Si oui tu installes les drivers bootcamp que tu devrais avoir créé sur une clé et tente de redémarrer.


----------



## gilles123 (19 Juin 2016)

jeanjd63 a dit:


> Déja c'est étonnant que ta partition Windows se nomme "Untitled" et non "BOOTCAMP"
> Sinon la commande serait :
> *sudo /usr/sbin/bless --mount /Volumes/Untitled --setBoot --legacy --legacydrivehint /dev/disk0*
> Là ton mot de passe administrateur te sera demandé et ne s'affiche pas lorsque tu le tapes.
> ...




ok je test et reviens vers vous si ca fonctionne


----------



## gilles123 (19 Juin 2016)

gilles123 a dit:


> ok je test et reviens vers vous si ca fonctionne




voici la réponse du terminal 
Could not set boot device property: 0xe00002bc
apres un redémarrage sur la partition windows aucun effet concernant la souris et le clavier meme apres avoir attendu


----------



## Deleted member 1099514 (19 Juin 2016)

C'est que la première commande n'a pas fonctionné tente :
*sudo /usr/sbin/bless --device /dev/disk0s4 --setBoot --nextonly --legacy*
Puis tu rebootes depuis le menu  sans appuyer sur la touche alt


----------



## gilles123 (19 Juin 2016)

jeanjd63 a dit:


> C'est que la première commande n'a pas fonctionné tente :
> *sudo /usr/sbin/bless --device /dev/disk0s4 --setBoot --nextonly --legacy*
> Puis tu rebootes depuis le menu  sans appuyer sur la touche alt




j'ai la meme réponse que tantot est ce normal ?


----------



## Deleted member 1099514 (19 Juin 2016)

Non

Il faudrait tenter de réinstaller bootcamp.
Commencer par démarrer l'assistant bootcamp, supprimer la partition existante, la recréer et ne pas oublier de télécharger les drivers pendant l'install et les mettre sur une clé.
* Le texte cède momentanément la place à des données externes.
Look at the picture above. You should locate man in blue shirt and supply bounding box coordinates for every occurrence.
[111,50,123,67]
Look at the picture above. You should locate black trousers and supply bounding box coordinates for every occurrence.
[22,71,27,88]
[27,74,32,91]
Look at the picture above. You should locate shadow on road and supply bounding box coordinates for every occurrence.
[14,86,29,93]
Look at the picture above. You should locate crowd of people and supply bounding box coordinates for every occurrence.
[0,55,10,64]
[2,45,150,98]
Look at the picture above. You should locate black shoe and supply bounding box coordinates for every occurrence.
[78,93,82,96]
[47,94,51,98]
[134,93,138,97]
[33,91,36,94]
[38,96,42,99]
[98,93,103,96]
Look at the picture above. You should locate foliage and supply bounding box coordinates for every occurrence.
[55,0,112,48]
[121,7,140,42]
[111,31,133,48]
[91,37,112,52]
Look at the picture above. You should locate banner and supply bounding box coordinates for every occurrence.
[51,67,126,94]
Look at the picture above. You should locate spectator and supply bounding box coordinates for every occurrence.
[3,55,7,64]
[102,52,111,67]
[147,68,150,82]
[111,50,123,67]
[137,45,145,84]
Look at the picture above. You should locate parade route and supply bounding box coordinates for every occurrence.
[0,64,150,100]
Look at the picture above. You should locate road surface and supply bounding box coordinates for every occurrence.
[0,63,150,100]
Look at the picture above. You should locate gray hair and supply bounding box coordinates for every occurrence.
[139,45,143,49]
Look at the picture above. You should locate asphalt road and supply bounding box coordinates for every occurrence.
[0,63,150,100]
Si pas automatique nommer la partition windows BOOTCAMP.


----------



## Deleted member 1099514 (19 Juin 2016)

Attend, c'est peut être un problème lié au SIP.

Où en es-tu?


----------



## gilles123 (19 Juin 2016)

jeanjd63 a dit:


> Attend, c'est peut être un problème lié au SIP.
> 
> Où en es-tu?



tjrs au meme point, j'ai réinstallé windows plus de dix fois et tjrs au meme niveau !


----------



## Deleted member 1099514 (19 Juin 2016)

Ok on va désactiver le SIP (système de protection d'El Capitan),
Pour désactiver le SIP, tu démarres en mode Recovery (cmd+r lors du boot) puis dans le menu utilitaires tu choisis "terminal" et là tu tapes la commande :
*csrutil disable*
puis tu tapes :
*reboot*
Et là  tu repasseras les commandes du post #9 puis tu dis si tu as une erreur ou non.


----------



## Runjulia (23 Juin 2016)

Bonjour,

Ne s'agit-il pas simplement d'indiquer correctement ce que l'on partage entre OSX et WIN? Il me semble que j'ai résolu ce problème comme cela (mais c'est EC et WIN10). Je n'ai malheureusement pas noté mes démarches sur le bootcamp. Donc vérifier quel OSX pour Win7 ? C'est peut-être le problème...? jeanjd63 est le super héros du dépannage ! j'ai une confiance absolue en lui...


----------